Second, my understanding is that multiple comparisons adjustments and two-sided tests are ways of establishing appropriate standards precisely for exploratory analyses. For example, multiple comparisons adjustments (or index creation — link) can come into play when, ex ante, available information leaves you undecided about which outcomes might reveal an effect, but you are willing, ex post, to take a significant estimate on any outcome as being indicative of an effect. Similarly, two-sided tests come into play when, ex ante, available information leaves you undecided as to whether an effect is positive or negative, but you are willing, ex post, to take a significant negative estimate as indicative of a negative effect and a significant positive estimate as indicative of a positive effect. There is nothing wrong with being honest about such undecidedness in a pre-analysis plan, and there is nothing about pre-specification that precludes such exploration. Rather the prespecification allows you to think through an inferential strategy that is ex post reliable in terms of error rates.

Update (6/5/17):

Some discussions that followed my posting these notes made me think it would be useful to give a toy example that helps to think through some of the issues highlighted above. So here goes:

Suppose that you have a study that will produce hypothesis tests on treatment effect estimates for two outcomes, outcome A and B. So, we have two significance tests. (Most of the points made here would generalize to more tests or groupings of tests.) What kind of multiple testing adjustment would be needed? It depends on the judgments that you want to make. Here are three scenarios:

  1. My primary goal with the experiment is that I want to see if the treatment does anything, and if it does, I will proceed with further research on this treatment, although the direction of the research depends on whether I find effects on neither, A, B, or both. I selected outcomes A and B based on pretty loose ideas about how the treatment might work.
  2. My selection of outcomes A and B is based on the fact that there is a community of scholars quite invested in whether there is an effect on A, and another community of scholars invested in whether there is an effect on B. My research design allows me to test these two things. The conclusion regarding the outcome-A effect will inform how research proceeds on the “A” research program, and, distinct from that, the conclusion regarding the outcome-B effect will inform how research proceeds on the “B” program.
  3. Outcome A is the main outcome of interest. However, depending on whether there is an effect on A, I am also interested in B, as a potential mechanism.

These three scenarios each suggest a different way of treating the multiple outcomes. The judgment in scenario 1 depends on whether A or B is significant, and therefore requires multiple testing adjustment for the two outcomes so as to control this joint error rate. The two judgments in scenario 2 are independent of each other. As such, the error rate for each independent judgment depends on the error rate for each individual test — no multiple comparisons adjustment is called for. The sequence of judgments in scenario three suggests a “sequential testing plan,” along the lines of those discussed by Rosenbaum in Chapter 19 of his Design of Observational Studies. (Hat tip to Fernando Martel @fmg_twtr for this.)
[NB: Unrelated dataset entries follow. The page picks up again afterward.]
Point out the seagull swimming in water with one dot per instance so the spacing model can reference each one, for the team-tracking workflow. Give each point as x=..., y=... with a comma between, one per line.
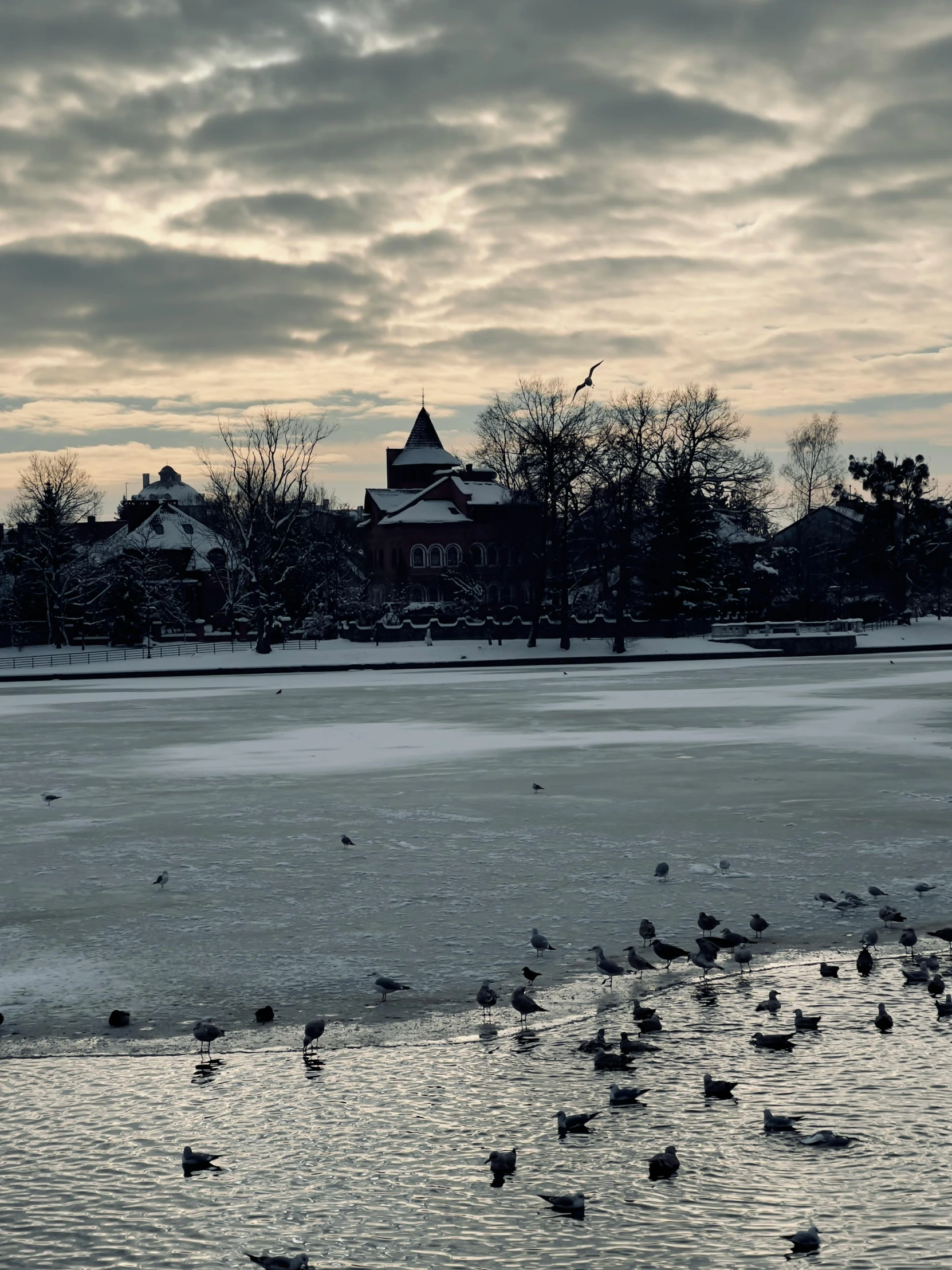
x=587, y=383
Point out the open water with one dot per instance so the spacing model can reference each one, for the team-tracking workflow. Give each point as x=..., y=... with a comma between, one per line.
x=375, y=1159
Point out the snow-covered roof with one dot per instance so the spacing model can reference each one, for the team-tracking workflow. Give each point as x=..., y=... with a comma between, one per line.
x=169, y=528
x=484, y=493
x=424, y=448
x=169, y=488
x=427, y=511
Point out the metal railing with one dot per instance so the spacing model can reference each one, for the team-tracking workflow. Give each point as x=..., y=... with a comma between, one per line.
x=92, y=657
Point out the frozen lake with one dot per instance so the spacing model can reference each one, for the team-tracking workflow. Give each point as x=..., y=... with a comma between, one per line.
x=809, y=774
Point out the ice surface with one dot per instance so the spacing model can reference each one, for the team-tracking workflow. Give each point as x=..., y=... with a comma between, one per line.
x=809, y=774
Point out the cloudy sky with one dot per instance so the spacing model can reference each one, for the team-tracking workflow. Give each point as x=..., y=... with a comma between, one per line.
x=210, y=205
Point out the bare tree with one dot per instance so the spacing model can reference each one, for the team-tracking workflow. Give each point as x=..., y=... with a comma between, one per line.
x=54, y=495
x=814, y=467
x=540, y=440
x=621, y=483
x=262, y=495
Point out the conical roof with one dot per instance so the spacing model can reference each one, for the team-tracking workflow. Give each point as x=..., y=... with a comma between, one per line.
x=424, y=448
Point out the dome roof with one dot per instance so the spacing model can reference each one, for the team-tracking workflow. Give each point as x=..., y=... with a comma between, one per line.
x=169, y=488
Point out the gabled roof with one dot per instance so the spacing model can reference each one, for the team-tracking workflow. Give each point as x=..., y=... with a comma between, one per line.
x=423, y=446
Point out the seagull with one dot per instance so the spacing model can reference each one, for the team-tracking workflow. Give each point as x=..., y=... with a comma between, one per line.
x=386, y=985
x=204, y=1033
x=587, y=383
x=918, y=975
x=772, y=1041
x=280, y=1263
x=636, y=962
x=943, y=934
x=772, y=1005
x=804, y=1241
x=526, y=1006
x=827, y=1138
x=540, y=943
x=486, y=997
x=620, y=1097
x=502, y=1163
x=608, y=968
x=573, y=1123
x=597, y=1042
x=573, y=1203
x=195, y=1161
x=313, y=1033
x=807, y=1022
x=719, y=1089
x=780, y=1123
x=666, y=1163
x=604, y=1062
x=635, y=1047
x=668, y=951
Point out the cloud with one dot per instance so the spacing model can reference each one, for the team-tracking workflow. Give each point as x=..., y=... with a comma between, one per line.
x=235, y=202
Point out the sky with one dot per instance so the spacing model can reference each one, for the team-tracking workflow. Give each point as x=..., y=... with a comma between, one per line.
x=207, y=206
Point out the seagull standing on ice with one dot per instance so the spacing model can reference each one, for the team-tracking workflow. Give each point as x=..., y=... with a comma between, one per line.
x=540, y=943
x=587, y=383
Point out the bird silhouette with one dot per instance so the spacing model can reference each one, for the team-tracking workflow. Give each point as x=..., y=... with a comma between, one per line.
x=587, y=383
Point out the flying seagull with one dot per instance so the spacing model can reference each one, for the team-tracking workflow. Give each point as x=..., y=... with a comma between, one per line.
x=587, y=381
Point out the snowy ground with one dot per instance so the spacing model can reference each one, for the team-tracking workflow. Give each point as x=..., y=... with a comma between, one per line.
x=808, y=774
x=926, y=632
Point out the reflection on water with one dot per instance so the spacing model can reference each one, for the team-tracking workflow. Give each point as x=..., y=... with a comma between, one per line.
x=377, y=1157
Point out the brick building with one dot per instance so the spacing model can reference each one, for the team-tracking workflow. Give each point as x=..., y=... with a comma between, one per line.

The upshot is that it is not the number of outcomes that matters in and of itself, rather it is the nature of the judgments that one wants to make with tests on these outcomes that determines the adjustment needed. The goal is to control the error rate for the judgment that you are making. I get the sense that the confusion over adjustments comes from confusion over what people want to do with the results of an analysis.


Beliefs that Don’t Self-Correct

Some people hold beliefs that are false according to the most rigorous, current scientific wisdom. Take, for example, anti-vaccine types’ beliefs about the risks of vaccines (e.g. autism risk).

What’s funny is that at a societal level, we find ourselves in seemingly intractable debates over these beliefs, as if they were moral issues. It’s funny because, from a material rational perspective, at some point and at some level the beliefs should be self-correcting.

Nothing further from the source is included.